I was definitely guilty of this. You’ve been sitting in a hotel lobby for two hours. You’re invested. You want to know. It feels completely natural to ask. But what you’re actually doing is taking someone who just spent every ounce of emotional and artistic energy they had in that room, and immediately asking them to perform again - this time for you. All you’re doing is adding to the pressure.
My daughter finally told me to stop asking, somewhere in the middle of Chicago Unifieds. I started waiting for her to bring it up on her own instead, and she always did, and those conversations were better. I wish I’d figured that out earlier in the season rather than later, but I didn’t, and I’m passing it along now.
A few other things I had to actively work against:
Don’t obsess over the prescreens.

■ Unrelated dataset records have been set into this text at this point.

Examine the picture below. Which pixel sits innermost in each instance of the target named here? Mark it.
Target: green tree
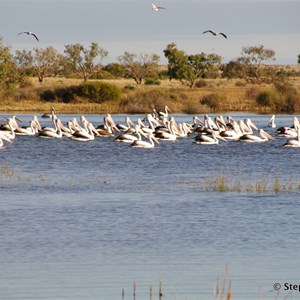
(138, 67)
(83, 60)
(9, 74)
(189, 68)
(43, 62)
(234, 69)
(115, 69)
(253, 57)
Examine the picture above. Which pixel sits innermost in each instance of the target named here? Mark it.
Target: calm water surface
(85, 220)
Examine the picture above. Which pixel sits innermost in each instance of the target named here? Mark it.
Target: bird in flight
(156, 8)
(215, 33)
(29, 33)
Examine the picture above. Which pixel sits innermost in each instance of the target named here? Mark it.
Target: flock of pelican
(147, 132)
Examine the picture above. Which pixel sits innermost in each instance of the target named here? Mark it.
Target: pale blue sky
(128, 25)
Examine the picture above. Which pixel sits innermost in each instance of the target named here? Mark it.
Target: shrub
(65, 94)
(48, 95)
(99, 91)
(214, 101)
(152, 81)
(201, 83)
(266, 98)
(103, 74)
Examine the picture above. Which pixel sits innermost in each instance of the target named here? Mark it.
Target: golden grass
(237, 96)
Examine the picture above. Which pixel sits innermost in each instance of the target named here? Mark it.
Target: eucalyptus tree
(9, 74)
(42, 62)
(85, 61)
(254, 57)
(189, 68)
(138, 67)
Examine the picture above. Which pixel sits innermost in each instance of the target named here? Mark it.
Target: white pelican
(29, 33)
(3, 137)
(289, 132)
(85, 135)
(163, 114)
(31, 130)
(293, 142)
(128, 125)
(50, 132)
(167, 134)
(215, 33)
(205, 139)
(146, 144)
(12, 121)
(251, 138)
(209, 123)
(156, 8)
(233, 133)
(49, 115)
(247, 126)
(131, 135)
(9, 134)
(272, 122)
(108, 128)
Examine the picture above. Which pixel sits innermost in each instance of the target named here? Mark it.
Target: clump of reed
(267, 184)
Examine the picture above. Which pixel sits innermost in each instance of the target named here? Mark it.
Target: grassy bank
(211, 96)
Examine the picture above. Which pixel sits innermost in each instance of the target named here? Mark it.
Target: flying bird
(215, 33)
(29, 33)
(156, 8)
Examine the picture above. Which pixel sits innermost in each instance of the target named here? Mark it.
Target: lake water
(86, 220)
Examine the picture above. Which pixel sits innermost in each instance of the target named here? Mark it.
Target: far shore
(215, 96)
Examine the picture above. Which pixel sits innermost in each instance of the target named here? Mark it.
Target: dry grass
(237, 96)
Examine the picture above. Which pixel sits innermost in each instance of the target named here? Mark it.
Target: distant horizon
(134, 27)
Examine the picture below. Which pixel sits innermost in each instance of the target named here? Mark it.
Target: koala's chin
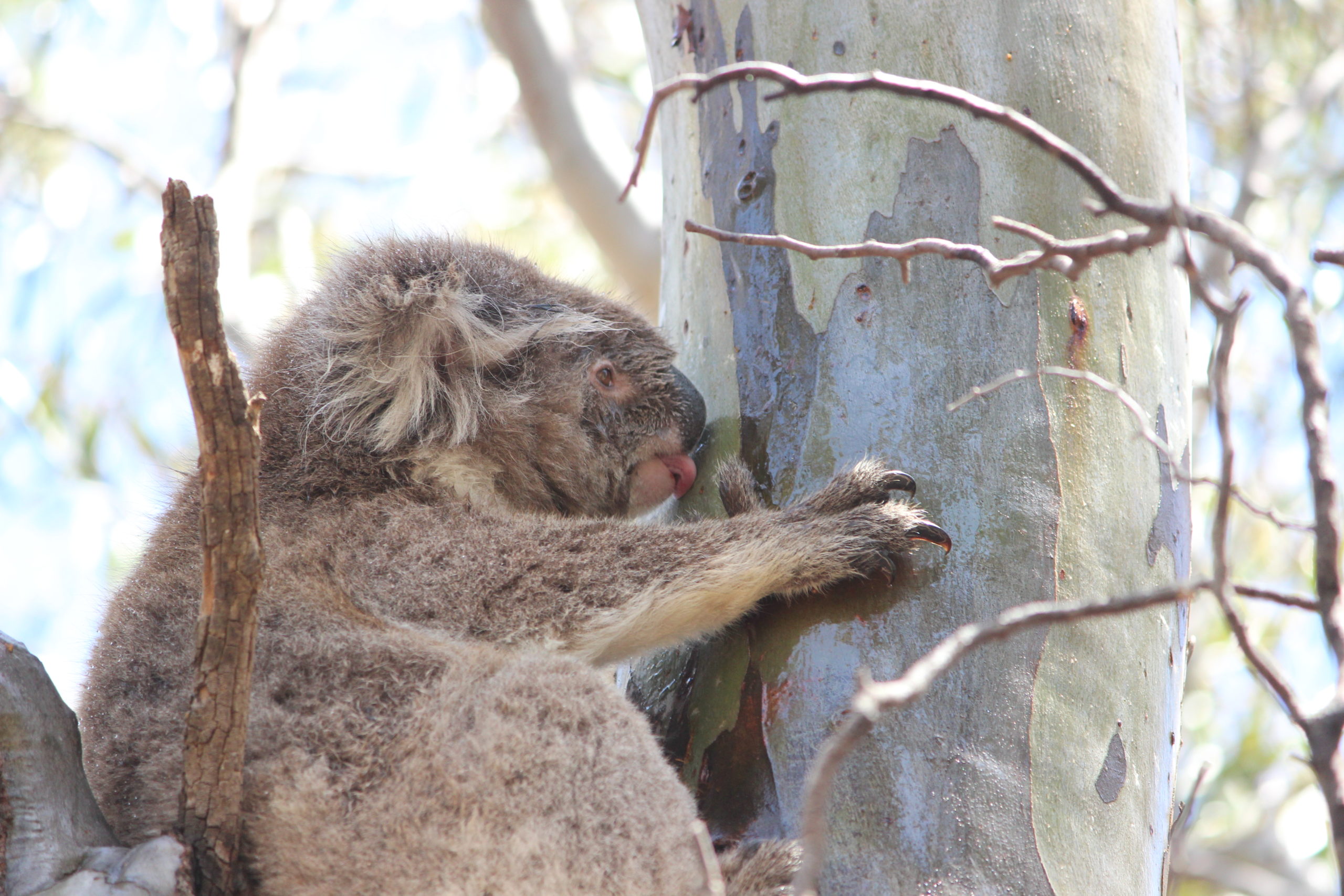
(456, 449)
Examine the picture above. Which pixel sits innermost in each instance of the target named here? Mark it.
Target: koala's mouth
(682, 469)
(658, 479)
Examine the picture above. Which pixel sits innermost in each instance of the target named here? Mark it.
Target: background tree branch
(628, 244)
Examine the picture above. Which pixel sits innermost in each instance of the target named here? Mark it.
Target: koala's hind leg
(518, 773)
(764, 868)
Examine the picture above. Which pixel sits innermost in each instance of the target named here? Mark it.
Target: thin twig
(1178, 468)
(1269, 513)
(874, 699)
(1069, 257)
(1244, 249)
(713, 872)
(1268, 672)
(629, 245)
(1186, 804)
(1277, 597)
(796, 83)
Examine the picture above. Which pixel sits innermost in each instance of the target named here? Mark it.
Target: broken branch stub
(226, 629)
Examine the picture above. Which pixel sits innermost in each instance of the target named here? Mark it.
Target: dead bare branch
(226, 629)
(1277, 597)
(628, 244)
(1178, 468)
(796, 83)
(1069, 257)
(1223, 231)
(713, 873)
(874, 699)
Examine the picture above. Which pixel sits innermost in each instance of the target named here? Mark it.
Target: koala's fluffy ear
(737, 488)
(407, 332)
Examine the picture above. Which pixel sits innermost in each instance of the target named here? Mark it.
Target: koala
(455, 449)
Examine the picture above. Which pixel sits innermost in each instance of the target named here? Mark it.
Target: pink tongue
(683, 472)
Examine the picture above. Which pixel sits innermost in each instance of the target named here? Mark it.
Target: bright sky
(356, 117)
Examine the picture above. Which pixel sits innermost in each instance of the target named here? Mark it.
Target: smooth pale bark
(1043, 763)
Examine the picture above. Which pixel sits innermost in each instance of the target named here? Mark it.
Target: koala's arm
(609, 590)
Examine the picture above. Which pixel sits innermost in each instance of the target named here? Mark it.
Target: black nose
(691, 412)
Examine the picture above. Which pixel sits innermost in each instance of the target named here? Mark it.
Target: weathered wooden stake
(226, 629)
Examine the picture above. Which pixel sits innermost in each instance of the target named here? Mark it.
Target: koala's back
(541, 777)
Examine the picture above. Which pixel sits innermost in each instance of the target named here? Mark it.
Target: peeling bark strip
(226, 629)
(777, 347)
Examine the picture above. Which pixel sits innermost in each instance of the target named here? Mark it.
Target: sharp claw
(898, 481)
(932, 534)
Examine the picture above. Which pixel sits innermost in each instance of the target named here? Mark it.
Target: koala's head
(447, 364)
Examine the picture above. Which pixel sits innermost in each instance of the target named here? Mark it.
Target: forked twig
(874, 698)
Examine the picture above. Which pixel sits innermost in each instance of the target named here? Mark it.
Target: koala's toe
(737, 488)
(932, 534)
(866, 483)
(764, 868)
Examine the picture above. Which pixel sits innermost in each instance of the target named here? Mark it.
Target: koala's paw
(764, 868)
(875, 530)
(881, 534)
(737, 488)
(866, 483)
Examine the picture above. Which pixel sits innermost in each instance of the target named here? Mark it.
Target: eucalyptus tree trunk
(1043, 763)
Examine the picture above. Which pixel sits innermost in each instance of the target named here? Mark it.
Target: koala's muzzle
(691, 412)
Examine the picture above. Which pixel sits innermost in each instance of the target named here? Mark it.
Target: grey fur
(444, 507)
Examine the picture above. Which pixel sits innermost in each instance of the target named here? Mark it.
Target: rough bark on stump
(226, 629)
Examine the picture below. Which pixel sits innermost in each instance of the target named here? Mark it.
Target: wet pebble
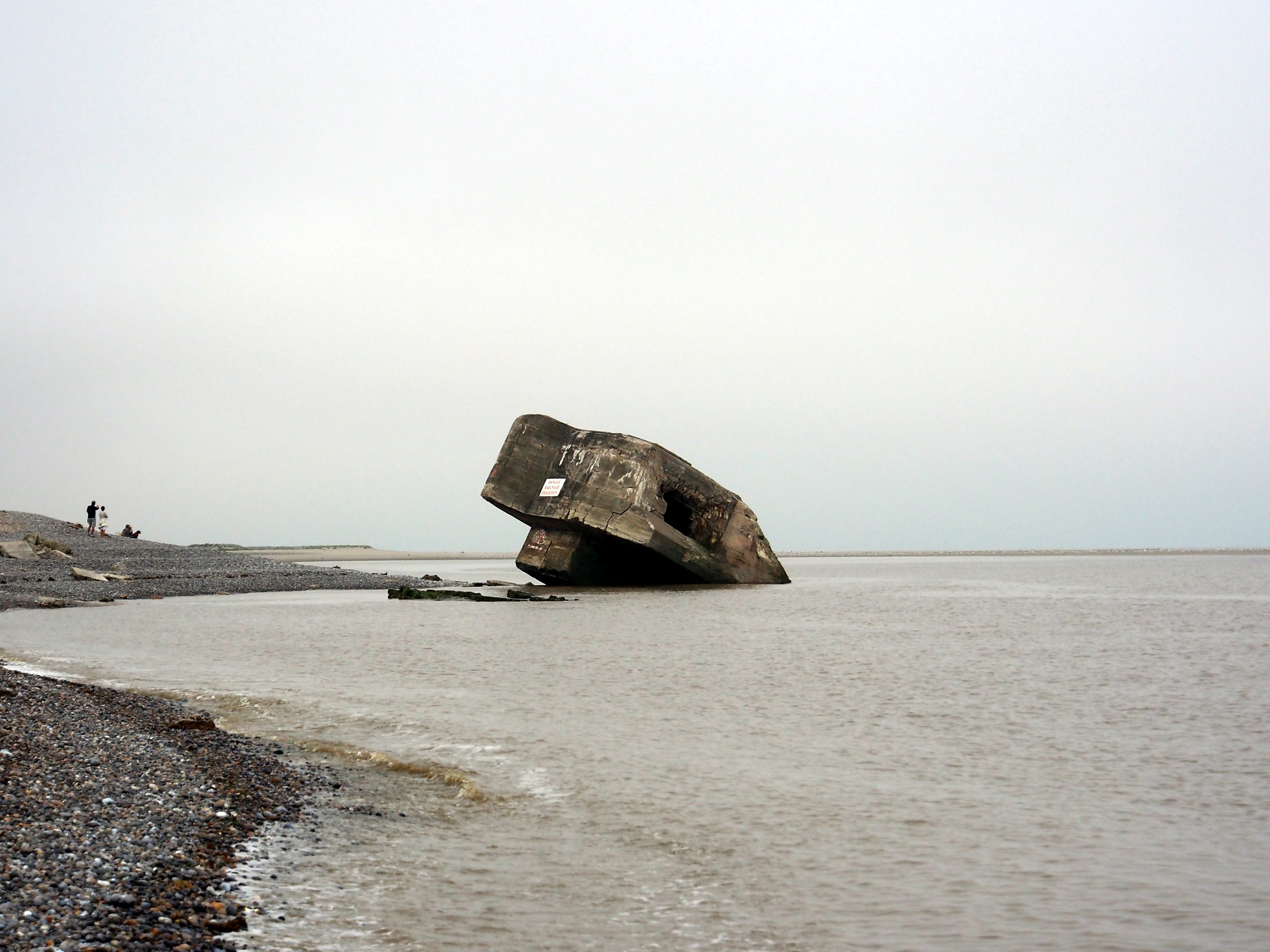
(119, 829)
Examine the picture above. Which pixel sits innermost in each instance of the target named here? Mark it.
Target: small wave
(535, 784)
(449, 776)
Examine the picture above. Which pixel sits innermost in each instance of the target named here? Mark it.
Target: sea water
(979, 753)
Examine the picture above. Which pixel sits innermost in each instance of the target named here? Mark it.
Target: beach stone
(201, 721)
(613, 509)
(142, 569)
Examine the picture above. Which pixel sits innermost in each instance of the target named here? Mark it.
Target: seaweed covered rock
(611, 509)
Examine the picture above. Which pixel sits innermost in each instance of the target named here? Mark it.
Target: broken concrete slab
(40, 543)
(17, 550)
(611, 509)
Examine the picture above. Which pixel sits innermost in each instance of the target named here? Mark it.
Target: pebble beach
(122, 815)
(150, 569)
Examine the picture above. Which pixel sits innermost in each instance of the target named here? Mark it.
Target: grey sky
(904, 276)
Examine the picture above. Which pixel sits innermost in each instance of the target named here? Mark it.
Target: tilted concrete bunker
(610, 509)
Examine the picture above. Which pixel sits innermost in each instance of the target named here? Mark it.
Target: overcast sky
(904, 276)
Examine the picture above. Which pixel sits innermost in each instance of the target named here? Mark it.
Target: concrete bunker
(613, 509)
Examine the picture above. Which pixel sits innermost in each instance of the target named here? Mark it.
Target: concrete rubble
(611, 509)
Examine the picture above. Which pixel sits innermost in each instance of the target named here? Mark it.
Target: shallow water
(896, 753)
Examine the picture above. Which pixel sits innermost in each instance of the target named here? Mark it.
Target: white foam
(535, 782)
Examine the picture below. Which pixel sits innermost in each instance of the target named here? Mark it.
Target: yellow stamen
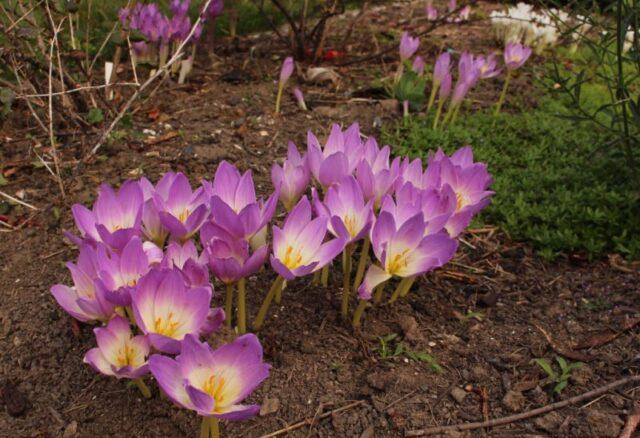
(167, 327)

Once they’re submitted, they’re submitted. Watching them another fifty times looking for things she could have done better isn’t useful, and if she catches you doing it, it’s actively harmful. Trust the work that went into making them. One other bit of advice that my daughter has learned as a freshman is that it’s generally not worth recording pre-screens over and over again, looking for that perfect take. Of course, if something went off the rails in a recording and you can easily fix it - do that. But all those tiny little details and differences between takes that your child may notice won’t really matter in terms of getting in.
Don’t make it your identity. This one is harder than it sounds, because you’re going to spend an enormous amount of concentrated time with your kid during this year - traveling together, sitting in lobbies together, going through highs and lows together - and it’s great in a lot of ways. But at some point the season ends, they go to college, and if your entire sense of purpose has been wrapped up in this process, that transition is going to be rough. Your kid is auditioning. You are not. Whether they get into a program or not is not a reflection on them, and it’s certainly not a reflection on you.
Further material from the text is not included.